O biólogo Eduardo Martins, diretor do Gaas (Grupo Associado de Agricultura Sustentável), que reúne produtores de diversas cadeias, diz que o manejo biológico cresce porque funciona. “Pode ser implementado com redução de custos, além de diminuir riscos e criar condições de trabalho mais saudáveis para produtores e trabalhadores.”

Outro fator que impulsiona o controle bio é o mercado internacional, que valoriza e exige, cada vez mais, frutas e produtos com uso mínimo de químicos, quando a produção não consegue ser 100% orgânica, diz a bióloga Patrícia Nogueira, dona da Red Lychee Agronegócios (MG) e diretora da Abrafrutas, que reúne produtores e exportadores.

Cerca de 40% da produção de lichia da empresa foi exportada em 2020 para França, Alemanha, Canadá e Kuwait. Neste ano, a meta é incluir a Inglaterra. “São sete anos de pesquisa e investimento, nos preparando para atender as exigências do mercado internacional, que demanda produtos de alta qualidade”, diz.

No pomar, a lichia é tratada com biológicos do plantio à pós-colheita, para evitar a ação de fungos, explica.
Segundo a produtora, o agricultor pode, a partir de uma matriz, multiplicar os micro-organismos (vírus, bactérias, protozoários e fungos) que serão usados para combater pragas em sua própria fazenda.

Abelha em flor de lichia na fazenda Olhos D’Água, em Mateus Leme (MG)
Abelha em flor de lichia na fazenda Olhos D’Água, em Mateus Leme (MG) - Divulgacão

“É possível montar um espaço, com caixas d’água, por exemplo, e multiplicar os organismos. O custo inicial do litro da matriz de biológicos, de R$ 200, acaba se diluindo porque serão feitos muitos outros litros”, explica.

A próxima etapa na fazenda é um projeto de polinização para aumentar a população de abelhas e ajudar no processo de floração de lichia.

Após 12 anos de pesquisas, a Embrapa lançou em abril um produto feito a partir de uma bactéria encontrada no mandacaru (cacto da caatinga) que vai ajudar as lavouras de milho a suportar a seca.
Com o nome de Auras e lançado em parceria com uma empresa mineira, ele promove o crescimento do milho mesmo em estiagens prolongadas.

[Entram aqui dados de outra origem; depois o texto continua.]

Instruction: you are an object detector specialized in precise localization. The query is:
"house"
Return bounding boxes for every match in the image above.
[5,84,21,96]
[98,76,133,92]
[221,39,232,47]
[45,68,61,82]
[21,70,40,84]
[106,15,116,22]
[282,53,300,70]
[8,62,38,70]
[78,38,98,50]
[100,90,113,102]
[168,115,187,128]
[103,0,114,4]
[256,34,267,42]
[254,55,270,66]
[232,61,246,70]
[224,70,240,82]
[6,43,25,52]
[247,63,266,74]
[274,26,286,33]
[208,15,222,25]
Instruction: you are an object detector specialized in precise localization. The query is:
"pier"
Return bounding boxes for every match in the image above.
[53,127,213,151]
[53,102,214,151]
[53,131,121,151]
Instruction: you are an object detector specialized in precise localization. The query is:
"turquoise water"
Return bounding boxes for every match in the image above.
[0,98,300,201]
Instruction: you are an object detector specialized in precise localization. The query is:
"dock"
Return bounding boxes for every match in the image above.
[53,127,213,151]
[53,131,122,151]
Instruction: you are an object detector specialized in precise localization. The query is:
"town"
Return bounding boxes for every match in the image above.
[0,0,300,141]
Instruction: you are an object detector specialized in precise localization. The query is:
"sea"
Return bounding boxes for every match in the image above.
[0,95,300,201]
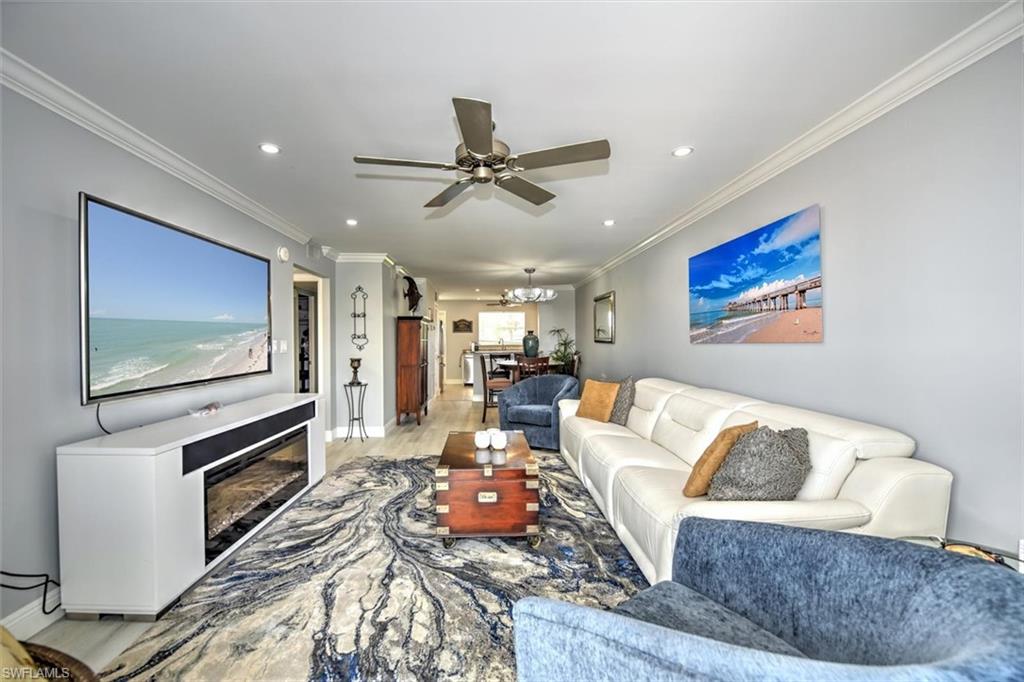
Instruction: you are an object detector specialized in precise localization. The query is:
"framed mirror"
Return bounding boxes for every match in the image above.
[594,291,615,343]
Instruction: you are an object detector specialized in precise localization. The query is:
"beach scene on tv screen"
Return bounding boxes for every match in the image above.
[86,202,269,398]
[689,200,822,343]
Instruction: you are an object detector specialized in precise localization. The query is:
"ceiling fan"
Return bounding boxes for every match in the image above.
[352,97,611,208]
[487,292,521,308]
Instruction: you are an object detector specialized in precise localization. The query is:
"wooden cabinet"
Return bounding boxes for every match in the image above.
[394,316,429,424]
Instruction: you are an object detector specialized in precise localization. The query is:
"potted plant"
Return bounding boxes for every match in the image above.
[549,329,575,374]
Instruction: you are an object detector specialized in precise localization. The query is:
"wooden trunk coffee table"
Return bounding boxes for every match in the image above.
[434,431,541,547]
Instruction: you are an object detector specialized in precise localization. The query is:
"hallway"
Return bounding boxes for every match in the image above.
[327,384,498,472]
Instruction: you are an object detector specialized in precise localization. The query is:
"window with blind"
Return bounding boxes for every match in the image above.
[476,311,526,346]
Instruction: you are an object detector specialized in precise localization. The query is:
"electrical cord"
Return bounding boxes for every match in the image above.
[96,402,111,435]
[0,570,60,615]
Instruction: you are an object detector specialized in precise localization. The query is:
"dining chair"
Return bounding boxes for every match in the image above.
[487,353,513,379]
[515,354,551,381]
[480,355,512,424]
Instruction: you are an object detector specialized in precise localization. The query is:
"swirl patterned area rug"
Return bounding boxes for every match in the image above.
[103,453,647,680]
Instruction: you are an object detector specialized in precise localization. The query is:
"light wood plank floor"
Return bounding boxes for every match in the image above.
[29,384,498,672]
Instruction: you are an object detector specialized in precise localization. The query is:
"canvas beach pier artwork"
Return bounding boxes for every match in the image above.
[689,200,822,343]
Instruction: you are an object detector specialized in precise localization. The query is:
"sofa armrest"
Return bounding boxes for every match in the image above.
[839,457,953,538]
[558,399,580,422]
[676,500,871,530]
[513,597,837,682]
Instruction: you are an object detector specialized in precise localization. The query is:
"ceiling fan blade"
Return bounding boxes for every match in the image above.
[495,175,555,206]
[452,97,495,158]
[509,139,611,170]
[352,157,458,170]
[423,177,473,208]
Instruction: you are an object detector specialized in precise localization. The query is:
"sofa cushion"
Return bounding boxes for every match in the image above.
[580,435,689,523]
[708,426,811,500]
[509,404,551,426]
[559,415,640,474]
[611,467,871,583]
[612,581,806,658]
[651,388,757,466]
[626,379,696,438]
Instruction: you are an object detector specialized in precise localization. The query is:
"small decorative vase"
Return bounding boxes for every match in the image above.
[522,330,541,357]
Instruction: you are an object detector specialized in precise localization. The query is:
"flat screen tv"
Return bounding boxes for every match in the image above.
[79,193,270,404]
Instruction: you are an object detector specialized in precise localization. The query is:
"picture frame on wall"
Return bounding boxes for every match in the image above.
[689,204,823,344]
[594,291,615,343]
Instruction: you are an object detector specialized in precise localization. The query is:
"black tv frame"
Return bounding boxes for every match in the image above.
[78,191,273,406]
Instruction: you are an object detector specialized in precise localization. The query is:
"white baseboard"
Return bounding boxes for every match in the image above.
[0,588,63,641]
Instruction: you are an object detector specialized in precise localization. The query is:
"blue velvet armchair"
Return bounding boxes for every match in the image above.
[498,374,580,450]
[514,518,1024,682]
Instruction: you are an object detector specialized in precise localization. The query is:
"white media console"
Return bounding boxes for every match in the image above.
[56,393,326,619]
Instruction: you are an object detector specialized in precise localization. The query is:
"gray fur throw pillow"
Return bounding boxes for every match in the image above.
[708,426,811,501]
[608,377,637,426]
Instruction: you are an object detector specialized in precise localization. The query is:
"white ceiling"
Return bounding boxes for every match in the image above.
[2,2,999,299]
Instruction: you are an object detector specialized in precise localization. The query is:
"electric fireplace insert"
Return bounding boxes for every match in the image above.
[204,426,309,563]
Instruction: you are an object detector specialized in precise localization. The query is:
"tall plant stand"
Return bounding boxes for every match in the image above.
[345,381,370,442]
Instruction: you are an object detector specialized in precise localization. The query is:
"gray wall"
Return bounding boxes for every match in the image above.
[0,89,334,615]
[577,41,1024,550]
[381,264,397,427]
[537,290,575,352]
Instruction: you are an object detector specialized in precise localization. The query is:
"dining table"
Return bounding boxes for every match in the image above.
[495,360,564,384]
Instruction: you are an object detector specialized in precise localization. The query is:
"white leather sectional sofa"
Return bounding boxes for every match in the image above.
[559,379,952,584]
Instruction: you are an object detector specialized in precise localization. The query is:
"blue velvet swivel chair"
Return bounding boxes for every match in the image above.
[498,374,580,450]
[514,518,1024,682]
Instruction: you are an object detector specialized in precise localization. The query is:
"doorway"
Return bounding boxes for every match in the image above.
[436,310,447,393]
[292,266,331,414]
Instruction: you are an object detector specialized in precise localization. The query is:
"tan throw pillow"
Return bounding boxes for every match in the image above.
[577,379,618,422]
[683,422,758,498]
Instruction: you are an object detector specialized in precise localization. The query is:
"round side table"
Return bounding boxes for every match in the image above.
[345,381,370,442]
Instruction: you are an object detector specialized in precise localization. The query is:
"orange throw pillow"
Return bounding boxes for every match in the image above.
[683,422,758,498]
[577,379,618,422]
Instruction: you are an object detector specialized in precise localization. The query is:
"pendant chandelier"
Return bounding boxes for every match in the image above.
[509,267,558,303]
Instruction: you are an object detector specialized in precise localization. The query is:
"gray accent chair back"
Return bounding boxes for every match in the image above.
[498,374,580,450]
[514,518,1024,682]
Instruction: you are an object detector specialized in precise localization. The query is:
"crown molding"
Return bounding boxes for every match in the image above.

A bactéria que deu origem ao novo bionsumo faz parte dos quase 20 mil ‘‘bichinhos’’que integram a coleção de micro-organismos de importância agrícola e ambiental da Embrapa, em Jaguariúna (SP). Hoje, cerca de 10% deles têm o uso potencial identificado.

Para Marcelo Morandi, chefe da unidade de meio ambiente da Embrapa, esse é “um patrimônio de bioprospecção do país, que pode dar origem a novos agentes de controle biológico, genes com resistência à seca ou baixas temperaturas, antibióticos, medicamentos”.

Erramos: o texto foi alterado

Em versão anterior deste texto, o nome de Amália Borsari, diretora executiva de biológicos da CropLife Brasil, foi publicado como Amanda Borsari. E os 20 milhões de hectares que adotam controle biológico  correspondem a um quarto de toda a área plantada no país, não a um quinto. Os erros já foram corrigidos.